Купец поковырялся в зубах ножом. «Она же его на тридцать лет старше, пан Крук. Знаете, хоть у нас и говорят — lepsza jedna panna niż cztery wdowy, одна девица лучше четырех вдов, но, если король все, же поведет ее под венец, не хотел бы я оказаться на его месте в брачной постели. У пани Анны там все уже мхом поросло, не иначе».

Мужчины расхохотались, и Замойский велел принести еще водки.

Добравшись до постоялого двора, он первым делом умылся — весна выдалась холодной, кое-где еще лежал снег, и колодезная вода тоже была ледяной — как раз то, что было нужно ему сейчас.

Петя вдруг подумал, что давно так не напивался — прошлой осенью, когда Дрейк вернулся из Нового Света, они, поминая Гийома, выпили изрядно — но тогда их было трое.

Он посмотрел на крупные звезды над головой, на возвышающийся над городом Вавельский замок и сказал: «Завтра. Все завтра. Можно, я сейчас просто посплю? Я заработал кучу денег, могу я хоть пьяным выспаться спокойно?».

В комнате было тепло — камин разожгли уже давно. В постели, уткнувшись лицом в подушку, он застонал — в последний раз он видел ее в феврале, и знал, что теперь навряд ли увидит до осени — проклятый Орсини все лето собирался болтаться во Флоренции. Пете, закончив дела здесь, надо было ехать в Геную, — помогать Хуану Австрийскому, собирать деньги на новые военные подвиги.
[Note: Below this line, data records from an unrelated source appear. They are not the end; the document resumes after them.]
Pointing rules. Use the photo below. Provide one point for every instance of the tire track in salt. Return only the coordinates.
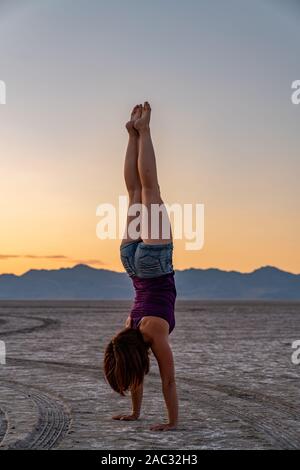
(53, 423)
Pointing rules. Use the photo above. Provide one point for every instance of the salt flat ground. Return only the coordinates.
(237, 385)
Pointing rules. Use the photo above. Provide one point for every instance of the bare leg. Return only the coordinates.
(131, 175)
(157, 226)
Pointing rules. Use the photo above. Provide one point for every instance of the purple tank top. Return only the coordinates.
(155, 297)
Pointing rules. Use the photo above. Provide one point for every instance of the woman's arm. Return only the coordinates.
(163, 353)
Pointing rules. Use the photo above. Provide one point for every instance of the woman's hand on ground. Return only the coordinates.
(124, 417)
(163, 427)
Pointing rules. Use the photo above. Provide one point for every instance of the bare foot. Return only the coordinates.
(143, 123)
(136, 114)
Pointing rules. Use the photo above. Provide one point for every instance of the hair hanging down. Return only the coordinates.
(126, 360)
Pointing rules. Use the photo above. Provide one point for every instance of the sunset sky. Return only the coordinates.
(218, 76)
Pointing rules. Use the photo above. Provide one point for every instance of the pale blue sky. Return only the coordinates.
(218, 75)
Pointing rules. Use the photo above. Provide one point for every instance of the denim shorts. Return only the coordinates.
(147, 261)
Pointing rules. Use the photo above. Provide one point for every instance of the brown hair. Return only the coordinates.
(126, 360)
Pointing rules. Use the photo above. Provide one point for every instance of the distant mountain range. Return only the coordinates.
(84, 282)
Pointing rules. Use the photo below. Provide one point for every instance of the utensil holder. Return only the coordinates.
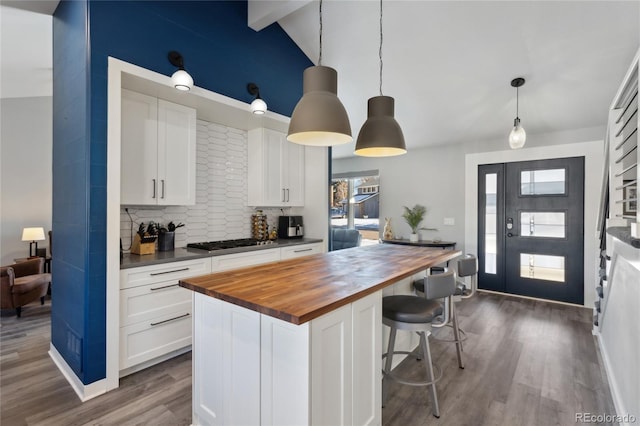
(166, 241)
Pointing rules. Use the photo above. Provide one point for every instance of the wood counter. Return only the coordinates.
(300, 290)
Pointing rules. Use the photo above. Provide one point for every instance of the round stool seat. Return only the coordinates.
(461, 290)
(410, 309)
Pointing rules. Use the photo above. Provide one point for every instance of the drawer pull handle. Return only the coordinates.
(163, 287)
(168, 272)
(170, 319)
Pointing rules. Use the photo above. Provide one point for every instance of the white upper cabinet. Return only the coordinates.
(158, 158)
(276, 170)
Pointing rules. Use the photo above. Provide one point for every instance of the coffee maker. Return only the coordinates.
(290, 227)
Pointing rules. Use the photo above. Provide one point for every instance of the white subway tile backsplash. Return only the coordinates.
(221, 210)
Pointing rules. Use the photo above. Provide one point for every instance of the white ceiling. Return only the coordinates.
(448, 64)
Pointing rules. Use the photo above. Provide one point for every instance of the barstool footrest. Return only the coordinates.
(396, 378)
(463, 336)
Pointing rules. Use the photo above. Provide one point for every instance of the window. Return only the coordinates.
(355, 204)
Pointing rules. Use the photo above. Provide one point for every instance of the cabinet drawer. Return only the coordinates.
(148, 302)
(240, 260)
(167, 272)
(150, 339)
(300, 251)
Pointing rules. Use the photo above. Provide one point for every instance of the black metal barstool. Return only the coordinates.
(417, 314)
(466, 267)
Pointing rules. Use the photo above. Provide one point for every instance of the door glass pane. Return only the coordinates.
(542, 182)
(491, 222)
(542, 267)
(542, 224)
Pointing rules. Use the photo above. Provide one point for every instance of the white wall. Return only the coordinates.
(435, 177)
(26, 145)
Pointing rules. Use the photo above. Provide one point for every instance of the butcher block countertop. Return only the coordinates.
(299, 290)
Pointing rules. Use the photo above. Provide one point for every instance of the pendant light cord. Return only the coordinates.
(320, 13)
(380, 49)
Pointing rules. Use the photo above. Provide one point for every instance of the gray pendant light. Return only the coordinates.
(380, 135)
(319, 118)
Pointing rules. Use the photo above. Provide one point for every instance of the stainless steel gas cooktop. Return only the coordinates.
(227, 244)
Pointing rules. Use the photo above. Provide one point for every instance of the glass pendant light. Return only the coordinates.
(518, 136)
(319, 118)
(380, 135)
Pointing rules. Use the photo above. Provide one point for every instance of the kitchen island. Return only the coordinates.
(297, 341)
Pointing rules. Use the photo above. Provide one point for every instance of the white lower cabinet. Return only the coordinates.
(155, 313)
(226, 372)
(300, 251)
(251, 368)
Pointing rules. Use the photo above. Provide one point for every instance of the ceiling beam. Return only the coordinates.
(262, 13)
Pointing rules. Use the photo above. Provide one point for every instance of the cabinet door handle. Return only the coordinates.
(163, 287)
(168, 272)
(170, 319)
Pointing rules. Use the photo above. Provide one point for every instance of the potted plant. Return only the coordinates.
(413, 217)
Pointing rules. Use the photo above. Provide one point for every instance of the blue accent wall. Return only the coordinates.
(71, 159)
(220, 52)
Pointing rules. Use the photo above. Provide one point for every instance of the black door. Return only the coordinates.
(531, 228)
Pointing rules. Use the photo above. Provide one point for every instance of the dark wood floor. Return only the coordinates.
(527, 363)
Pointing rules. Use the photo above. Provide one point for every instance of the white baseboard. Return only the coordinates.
(84, 392)
(481, 290)
(613, 384)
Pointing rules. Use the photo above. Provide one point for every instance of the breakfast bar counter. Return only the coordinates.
(297, 341)
(299, 290)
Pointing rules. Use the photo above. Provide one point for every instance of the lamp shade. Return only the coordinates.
(319, 118)
(33, 234)
(380, 135)
(518, 136)
(258, 106)
(182, 80)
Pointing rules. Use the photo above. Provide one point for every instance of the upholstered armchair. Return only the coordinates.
(23, 283)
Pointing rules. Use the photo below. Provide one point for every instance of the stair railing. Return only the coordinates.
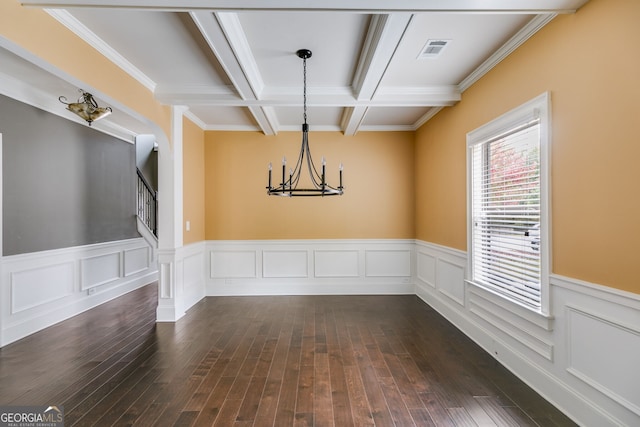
(147, 204)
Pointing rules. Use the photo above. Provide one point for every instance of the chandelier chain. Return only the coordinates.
(304, 90)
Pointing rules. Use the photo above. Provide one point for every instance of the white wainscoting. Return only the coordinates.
(310, 267)
(583, 357)
(40, 289)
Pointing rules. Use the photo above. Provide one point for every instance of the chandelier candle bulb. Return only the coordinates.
(318, 184)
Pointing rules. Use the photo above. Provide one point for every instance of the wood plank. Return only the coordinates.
(248, 361)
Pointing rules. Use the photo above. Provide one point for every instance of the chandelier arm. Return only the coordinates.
(318, 184)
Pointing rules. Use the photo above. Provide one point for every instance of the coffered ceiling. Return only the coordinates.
(232, 63)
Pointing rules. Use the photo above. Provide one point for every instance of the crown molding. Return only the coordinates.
(512, 44)
(69, 21)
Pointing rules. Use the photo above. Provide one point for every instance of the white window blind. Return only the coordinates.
(506, 212)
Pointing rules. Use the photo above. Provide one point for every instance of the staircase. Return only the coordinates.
(147, 211)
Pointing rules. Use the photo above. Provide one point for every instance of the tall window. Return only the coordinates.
(508, 201)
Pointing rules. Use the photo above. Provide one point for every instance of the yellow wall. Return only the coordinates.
(37, 32)
(589, 63)
(378, 177)
(193, 182)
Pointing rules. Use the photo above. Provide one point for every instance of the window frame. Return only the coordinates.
(540, 108)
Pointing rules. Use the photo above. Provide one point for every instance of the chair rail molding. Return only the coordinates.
(582, 357)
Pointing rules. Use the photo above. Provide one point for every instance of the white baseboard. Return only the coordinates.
(40, 289)
(309, 267)
(582, 357)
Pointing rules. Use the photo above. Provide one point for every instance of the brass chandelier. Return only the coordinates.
(86, 107)
(290, 186)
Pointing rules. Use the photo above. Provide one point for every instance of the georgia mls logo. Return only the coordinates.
(31, 416)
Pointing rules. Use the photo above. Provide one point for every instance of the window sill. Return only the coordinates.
(531, 315)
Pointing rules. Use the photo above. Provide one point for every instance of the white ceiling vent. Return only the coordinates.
(433, 48)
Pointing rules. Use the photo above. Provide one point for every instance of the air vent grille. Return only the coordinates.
(433, 48)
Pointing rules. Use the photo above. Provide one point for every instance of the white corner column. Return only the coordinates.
(171, 306)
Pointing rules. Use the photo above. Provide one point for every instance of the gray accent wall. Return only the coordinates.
(63, 184)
Тунисская кампания изрядно подорвала финансы полководца, и сейчас он нуждался в займах. «Черт, — пробормотал Воронцов, — ну смогу же я на пару дней вырваться, там близко. Господи, ну пусть Орсини уедет в Рим, или в свое Браччано, хоть ненадолго».
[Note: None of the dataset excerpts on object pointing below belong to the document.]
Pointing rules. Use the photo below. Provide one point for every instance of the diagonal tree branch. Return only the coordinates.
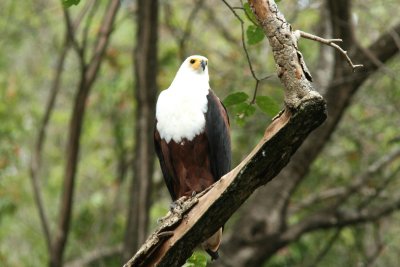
(267, 212)
(183, 229)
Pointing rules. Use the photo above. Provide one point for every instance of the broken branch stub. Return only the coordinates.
(172, 243)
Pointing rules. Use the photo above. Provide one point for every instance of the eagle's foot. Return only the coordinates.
(177, 205)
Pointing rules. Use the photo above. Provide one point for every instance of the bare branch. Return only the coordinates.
(330, 42)
(340, 218)
(75, 128)
(97, 254)
(305, 110)
(258, 80)
(371, 170)
(35, 164)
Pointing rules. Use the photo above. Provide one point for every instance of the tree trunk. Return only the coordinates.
(145, 61)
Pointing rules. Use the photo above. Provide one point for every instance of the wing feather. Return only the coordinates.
(164, 157)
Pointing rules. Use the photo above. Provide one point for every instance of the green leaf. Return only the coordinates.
(235, 98)
(254, 34)
(198, 259)
(267, 105)
(68, 3)
(249, 13)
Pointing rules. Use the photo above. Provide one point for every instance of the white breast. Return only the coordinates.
(180, 114)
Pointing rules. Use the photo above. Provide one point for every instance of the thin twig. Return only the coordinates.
(258, 80)
(188, 28)
(327, 247)
(330, 42)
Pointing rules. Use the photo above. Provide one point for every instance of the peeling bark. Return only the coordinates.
(305, 110)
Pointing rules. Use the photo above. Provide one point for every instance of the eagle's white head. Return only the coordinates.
(193, 73)
(180, 108)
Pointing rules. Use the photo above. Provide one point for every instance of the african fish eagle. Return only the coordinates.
(191, 136)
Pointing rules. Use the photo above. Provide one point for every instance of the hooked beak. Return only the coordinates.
(203, 64)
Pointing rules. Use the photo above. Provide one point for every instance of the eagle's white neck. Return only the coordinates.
(180, 108)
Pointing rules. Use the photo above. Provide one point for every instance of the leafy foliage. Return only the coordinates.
(267, 105)
(68, 3)
(198, 259)
(254, 34)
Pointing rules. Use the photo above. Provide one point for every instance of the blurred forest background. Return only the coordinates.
(79, 184)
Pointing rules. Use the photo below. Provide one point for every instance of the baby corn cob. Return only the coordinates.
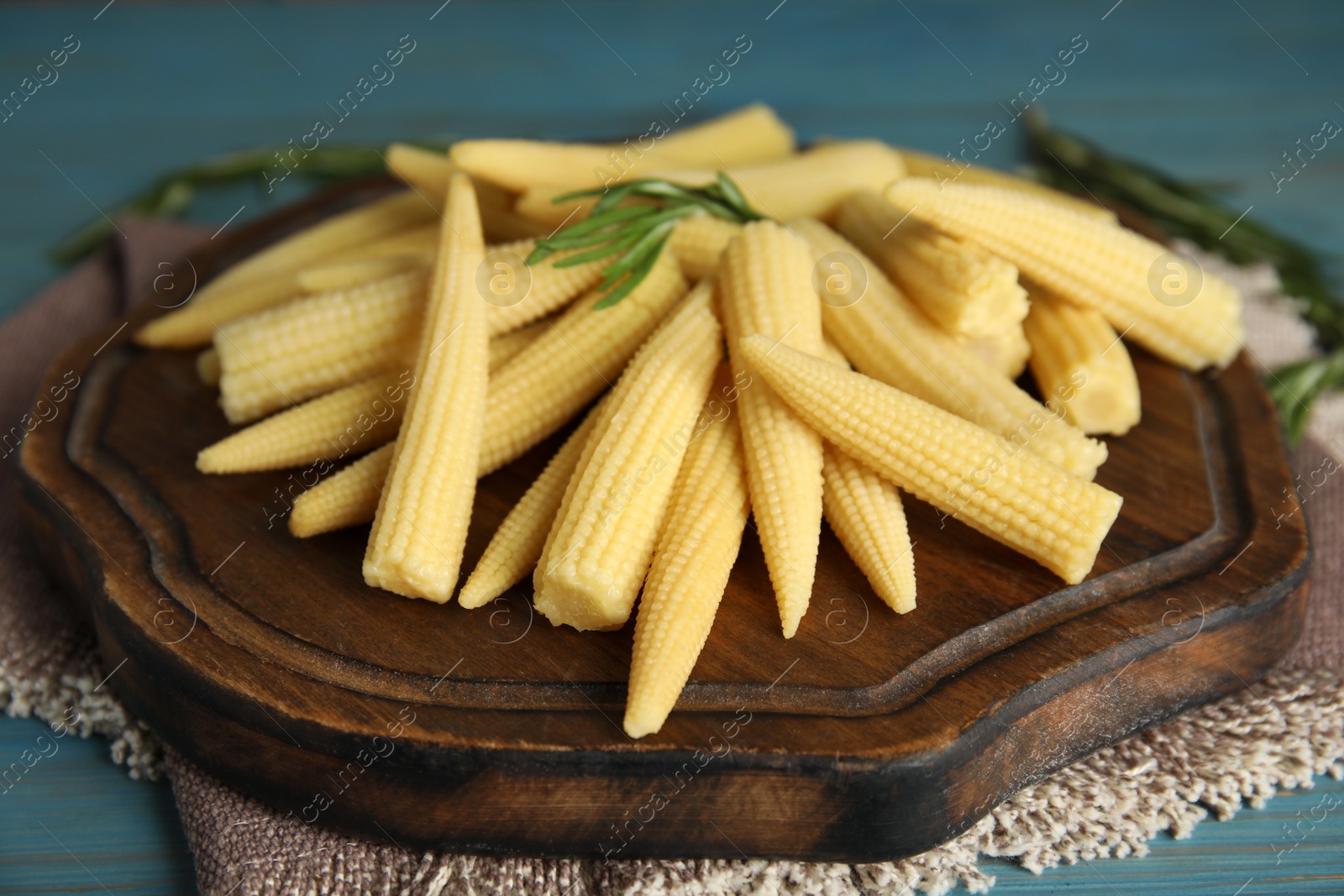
(812, 183)
(766, 288)
(571, 363)
(347, 499)
(1010, 495)
(420, 532)
(1088, 262)
(553, 288)
(944, 170)
(602, 540)
(349, 421)
(696, 553)
(207, 367)
(268, 278)
(889, 338)
(1081, 364)
(517, 546)
(1005, 354)
(867, 516)
(699, 241)
(324, 342)
(964, 288)
(539, 203)
(752, 134)
(507, 347)
(541, 390)
(312, 345)
(428, 172)
(866, 513)
(425, 170)
(351, 275)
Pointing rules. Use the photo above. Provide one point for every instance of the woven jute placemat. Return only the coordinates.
(1238, 752)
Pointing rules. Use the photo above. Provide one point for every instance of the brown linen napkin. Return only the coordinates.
(1236, 752)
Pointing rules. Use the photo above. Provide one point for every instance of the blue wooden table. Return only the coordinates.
(1210, 90)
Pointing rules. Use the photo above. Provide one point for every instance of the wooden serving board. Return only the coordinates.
(869, 736)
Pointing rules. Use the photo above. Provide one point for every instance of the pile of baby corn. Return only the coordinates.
(858, 344)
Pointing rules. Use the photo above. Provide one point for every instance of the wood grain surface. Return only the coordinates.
(867, 736)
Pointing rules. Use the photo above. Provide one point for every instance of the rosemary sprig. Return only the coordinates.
(638, 234)
(174, 194)
(1189, 211)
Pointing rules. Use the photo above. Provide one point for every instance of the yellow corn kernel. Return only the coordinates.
(420, 532)
(867, 516)
(351, 275)
(428, 172)
(539, 203)
(353, 419)
(696, 550)
(313, 345)
(964, 288)
(812, 183)
(571, 363)
(941, 170)
(766, 288)
(600, 547)
(887, 338)
(983, 479)
(517, 546)
(425, 170)
(343, 500)
(866, 513)
(699, 241)
(753, 134)
(1082, 367)
(266, 278)
(349, 421)
(1093, 264)
(551, 288)
(507, 347)
(749, 134)
(546, 387)
(1005, 354)
(207, 367)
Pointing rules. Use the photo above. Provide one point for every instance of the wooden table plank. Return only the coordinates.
(1200, 89)
(76, 822)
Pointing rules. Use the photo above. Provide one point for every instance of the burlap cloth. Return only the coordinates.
(1236, 752)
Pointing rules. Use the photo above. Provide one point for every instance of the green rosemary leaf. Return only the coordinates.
(1296, 387)
(736, 199)
(174, 194)
(633, 278)
(638, 233)
(597, 223)
(611, 248)
(1189, 211)
(633, 257)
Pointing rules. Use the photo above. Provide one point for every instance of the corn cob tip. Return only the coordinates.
(980, 479)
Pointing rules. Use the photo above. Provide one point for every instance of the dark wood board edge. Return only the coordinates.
(958, 782)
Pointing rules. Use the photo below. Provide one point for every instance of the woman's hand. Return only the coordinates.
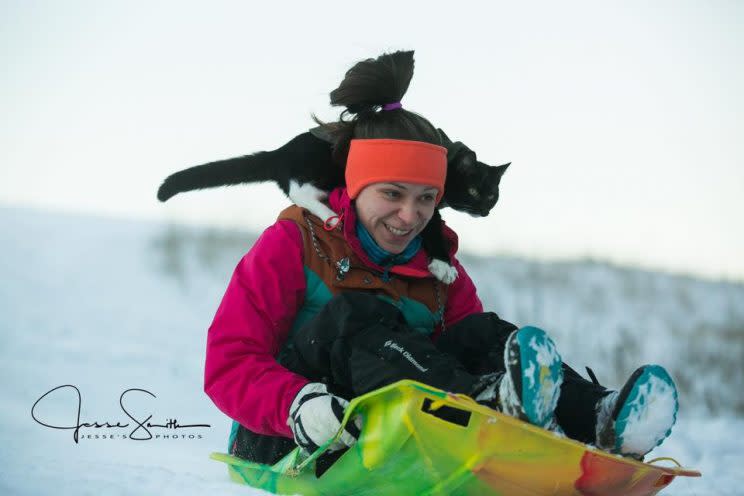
(315, 416)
Он вспомнил дом, который еще в том году снял для встреч с ней, — маленький, незаметный, с крохотными комнатами — внизу был очаг, крутая, узкая лестница вела на второй этаж. Там было косое, подслеповатое окно и огромная кровать — больше, — подумал сейчас он, — им ничего и не было надо.

Даже когда ее там не было, вокруг стоял аромат роз. Он вдруг ощутил его, — на мгновение, — и представил Изабеллу, — в той самой кровати, когда ее раскинутые руки уцепились за резные столбики, и волосы — тяжелые, густые, — разметались по шелковому покрывалу. Заставив себя встать, Петя открыл ставни.

Он постоял, вдыхая еще морозный воздух, чувствуя, как медленно уходит боль из тела.

Король польский, великий князь литовский, Генрих Валуа завтракал. Время было уже послеобеденное, — для всех остальных, — но король, игравший до рассвета в карты, только недавно встал с постели.

Красивая тонкая рука потянулась к вину, но сзади раздался вкрадчивый, нежный голос, говоривший по-французски с акцентом: «Ваше величество, позвольте мне».

— Ты меня балуешь, — рассмеялся король, и, отрезав хороший кусок сыра, принялся за еду. Он принял налитый до краев кубок и обернулся. В ухе короля закачалась жемчужная сережка.